SYLVAIN TESSON. QUOTIDIEN : jeudi 13 mars 2008

Si la hausse du brut affole les places financières, affaiblit le billet vert, encourage l’inflation, il réjouit une très petite confrérie d’hommes qui trouvent, pour des raisons diamétralement opposées, des raisons de se féliciter de la flambée. Il y a ceux qui militent depuis des années pour un pétrole très coûteux et une essence surtaxée, voyant dans ces mesures la seule manière de convertir les sociétés de croissance à une nécessaire sobriété. Il y a ceux qui se posent la très heideggerienne question de savoir combien de temps pourra perdurer la «mise en demeure» faite à la nature de nous livrer ses ressources alors même que se rapproche le seuil de leur finitude.

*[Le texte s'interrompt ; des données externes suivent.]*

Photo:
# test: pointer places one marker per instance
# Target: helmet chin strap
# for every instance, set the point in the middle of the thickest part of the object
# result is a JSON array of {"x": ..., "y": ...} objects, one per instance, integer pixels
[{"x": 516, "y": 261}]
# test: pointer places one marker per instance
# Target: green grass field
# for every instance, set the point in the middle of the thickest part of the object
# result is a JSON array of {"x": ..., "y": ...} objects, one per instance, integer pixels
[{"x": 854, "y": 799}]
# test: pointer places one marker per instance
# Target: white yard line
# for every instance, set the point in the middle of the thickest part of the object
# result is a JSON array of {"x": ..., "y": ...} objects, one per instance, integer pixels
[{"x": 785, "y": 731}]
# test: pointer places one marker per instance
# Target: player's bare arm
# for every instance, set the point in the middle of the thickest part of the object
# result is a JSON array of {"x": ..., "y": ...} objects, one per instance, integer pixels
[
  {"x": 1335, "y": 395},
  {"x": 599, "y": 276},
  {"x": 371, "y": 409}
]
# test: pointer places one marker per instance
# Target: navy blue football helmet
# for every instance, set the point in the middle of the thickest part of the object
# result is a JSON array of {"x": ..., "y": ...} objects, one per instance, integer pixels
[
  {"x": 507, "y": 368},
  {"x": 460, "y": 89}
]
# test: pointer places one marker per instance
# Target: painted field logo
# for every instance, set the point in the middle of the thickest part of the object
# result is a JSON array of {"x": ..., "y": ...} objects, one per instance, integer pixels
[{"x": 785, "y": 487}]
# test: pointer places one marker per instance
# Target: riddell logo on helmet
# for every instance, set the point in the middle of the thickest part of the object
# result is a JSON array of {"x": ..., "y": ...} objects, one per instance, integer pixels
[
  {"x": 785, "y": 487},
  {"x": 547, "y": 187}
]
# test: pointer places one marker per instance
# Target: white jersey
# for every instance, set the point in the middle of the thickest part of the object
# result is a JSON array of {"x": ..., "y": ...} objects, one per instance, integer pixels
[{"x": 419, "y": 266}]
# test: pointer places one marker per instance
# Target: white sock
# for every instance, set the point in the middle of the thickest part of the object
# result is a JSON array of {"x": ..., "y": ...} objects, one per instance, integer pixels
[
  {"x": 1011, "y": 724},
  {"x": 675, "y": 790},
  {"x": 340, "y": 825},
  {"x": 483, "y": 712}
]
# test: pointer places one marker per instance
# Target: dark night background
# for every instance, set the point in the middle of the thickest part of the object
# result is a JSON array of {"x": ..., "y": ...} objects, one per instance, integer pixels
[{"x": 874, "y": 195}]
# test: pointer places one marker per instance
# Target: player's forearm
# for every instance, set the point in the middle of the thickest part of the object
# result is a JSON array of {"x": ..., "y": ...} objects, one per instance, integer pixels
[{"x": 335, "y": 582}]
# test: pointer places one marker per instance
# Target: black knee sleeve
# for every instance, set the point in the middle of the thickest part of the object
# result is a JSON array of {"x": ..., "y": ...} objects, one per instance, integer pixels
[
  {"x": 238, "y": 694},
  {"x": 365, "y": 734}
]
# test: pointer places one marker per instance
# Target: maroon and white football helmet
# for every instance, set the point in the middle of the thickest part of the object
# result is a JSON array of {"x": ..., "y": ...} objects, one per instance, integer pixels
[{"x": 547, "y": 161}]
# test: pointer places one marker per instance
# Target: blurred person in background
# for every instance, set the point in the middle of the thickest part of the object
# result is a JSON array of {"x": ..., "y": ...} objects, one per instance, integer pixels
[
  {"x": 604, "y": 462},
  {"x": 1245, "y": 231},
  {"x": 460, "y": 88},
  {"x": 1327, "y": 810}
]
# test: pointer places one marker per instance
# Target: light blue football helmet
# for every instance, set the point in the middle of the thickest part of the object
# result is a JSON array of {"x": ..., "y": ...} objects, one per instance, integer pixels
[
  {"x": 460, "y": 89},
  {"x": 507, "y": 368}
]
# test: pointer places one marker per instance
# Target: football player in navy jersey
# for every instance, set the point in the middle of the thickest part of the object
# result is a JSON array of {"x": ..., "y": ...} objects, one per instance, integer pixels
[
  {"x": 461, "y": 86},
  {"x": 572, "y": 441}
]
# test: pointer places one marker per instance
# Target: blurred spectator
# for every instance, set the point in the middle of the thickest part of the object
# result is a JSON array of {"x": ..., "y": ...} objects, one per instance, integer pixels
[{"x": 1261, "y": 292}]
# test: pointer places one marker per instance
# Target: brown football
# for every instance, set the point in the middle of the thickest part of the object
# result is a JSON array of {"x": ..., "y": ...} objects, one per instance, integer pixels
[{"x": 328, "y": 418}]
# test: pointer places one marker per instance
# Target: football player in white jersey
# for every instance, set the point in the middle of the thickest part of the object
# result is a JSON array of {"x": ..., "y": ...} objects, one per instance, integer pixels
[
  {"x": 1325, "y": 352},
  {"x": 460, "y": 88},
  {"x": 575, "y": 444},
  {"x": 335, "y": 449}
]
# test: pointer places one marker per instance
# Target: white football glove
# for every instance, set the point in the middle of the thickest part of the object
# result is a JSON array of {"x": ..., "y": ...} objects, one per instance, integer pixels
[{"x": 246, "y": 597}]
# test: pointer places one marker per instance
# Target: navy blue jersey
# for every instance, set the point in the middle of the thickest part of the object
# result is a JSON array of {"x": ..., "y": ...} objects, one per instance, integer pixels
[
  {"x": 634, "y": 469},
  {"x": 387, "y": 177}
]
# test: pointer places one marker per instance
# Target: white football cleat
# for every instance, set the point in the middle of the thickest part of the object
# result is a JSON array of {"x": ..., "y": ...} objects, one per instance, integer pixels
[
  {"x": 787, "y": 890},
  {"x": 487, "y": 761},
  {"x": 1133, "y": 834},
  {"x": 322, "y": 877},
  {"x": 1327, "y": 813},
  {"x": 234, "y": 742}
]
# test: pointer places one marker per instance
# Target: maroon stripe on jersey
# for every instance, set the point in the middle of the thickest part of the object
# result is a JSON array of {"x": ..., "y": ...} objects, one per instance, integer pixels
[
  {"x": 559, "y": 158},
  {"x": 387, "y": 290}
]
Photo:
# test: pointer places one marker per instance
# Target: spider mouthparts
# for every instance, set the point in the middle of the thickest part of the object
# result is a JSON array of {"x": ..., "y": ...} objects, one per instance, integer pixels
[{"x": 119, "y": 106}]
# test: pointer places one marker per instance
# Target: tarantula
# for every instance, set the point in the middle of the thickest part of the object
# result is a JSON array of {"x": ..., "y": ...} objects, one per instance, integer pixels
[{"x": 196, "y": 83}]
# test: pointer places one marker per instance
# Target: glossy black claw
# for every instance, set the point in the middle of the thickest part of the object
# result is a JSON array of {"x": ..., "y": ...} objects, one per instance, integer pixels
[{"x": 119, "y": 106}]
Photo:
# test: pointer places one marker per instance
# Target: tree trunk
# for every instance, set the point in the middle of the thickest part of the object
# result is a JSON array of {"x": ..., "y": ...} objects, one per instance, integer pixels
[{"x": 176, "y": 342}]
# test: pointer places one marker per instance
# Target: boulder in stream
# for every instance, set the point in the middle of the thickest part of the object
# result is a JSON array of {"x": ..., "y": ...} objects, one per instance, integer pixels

Il y a ceux qui attendent impatiemment l’épuisement des gisements, croient à la vertu des électrochocs et escomptent que de nouveaux comportements naîtront de la pénurie post-pétrolière. Et puis il y a ceux à qui profite techniquement l’emballement des prix pour la raison qu’un baril cher permet les plus extravagantes audaces en matière d’extraction et autorise les investissements les plus lourds.

Steppes lointaines. L’équation est simple. Lorsque le pétrole est difficile à extraire, il faut qu’il soit rentable. Lorsqu’il est très rentable, on peut aller le chercher au fond des mers les plus enclavées et le convoyer à travers les steppes les plus lointaines. Le réservoir de Kashagan au Kazakhstan appartient à cette catégorie de gisements qui ne doivent leur exploitation qu’à la nouvelle économie pétrolière. Là-bas, dans les confins septentrionaux de la Caspienne, les majors occidentales ont identifié, en 2000, une poche d’un potentiel de plus de 10 milliards de barils. Seul écueil : le brut très sulfureux se tapit à 5 000 mètres de profondeur, à 40 km des côtes, dans une mer gelée trois mois de l’année et à des milliers de kilomètres de toute grande ville. Avec un baril à 10 dollars, l’exploitation de cet or noir central-asiatique n’aurait même pas été envisagée. Sous la houlette des pétroliers italiens fut lancé en 2000 un chantier titanesque. Il s’agissait d’immerger des millions de tonnes de débris rocheux pour faire jaillir de l’eau une île artificielle en la protégeant des icebergs par un système de digues brise-glace ! Aujourd’hui, une noria d’hélicoptères russes Sikorski S-76 C assure la rotation des 650 occupants de l’île sur laquelle 38 puits de forage fouailleront bientôt les strates jour et nuit.

Chasse gardée. Plus au sud, bordant le piémont méridional du Caucase, le Bakou-Tbilissi-Ceyhan, un oléoduc de 1 762 kilomètres est lui aussi un enfant de son époque, celle de l’énergie rare et chère. Soucieuses de s’impatroniser dans la chasse gardée des Russes et voulant diversifier à tout prix les lieux d’approvisionnement, les puissances occidentales ont investi 3,6 milliards de dollars (2,3 milliards d’euros) pour que les réserves du sud caspien caracolent vers les rivages de la Méditerranée. Pendant quatre ans, 25 000 ouvriers ont été employés à la pose du tube. Il a fallu passer les rivières de l’Azerbaïdjan, forcer jusqu’à 2 500 mètres d’altitude les cols du Caucase géorgien, prendre le risque de frôler les abords de la Tchétchénie, contourner le Kurdistan turc et enterrer le tuyau sur la totalité de son parcours pour que le pétrole caspien puisse remplir le ventre des tankers internationaux à hauteur d’1 million de baril par jour dans le port méditerranéen de Ceyhan. Dans le nouveau monde du brut à 100 dollars, il n’y a plus que les majors pétrolières à perpétuer la tradition des œuvres pharaoniques.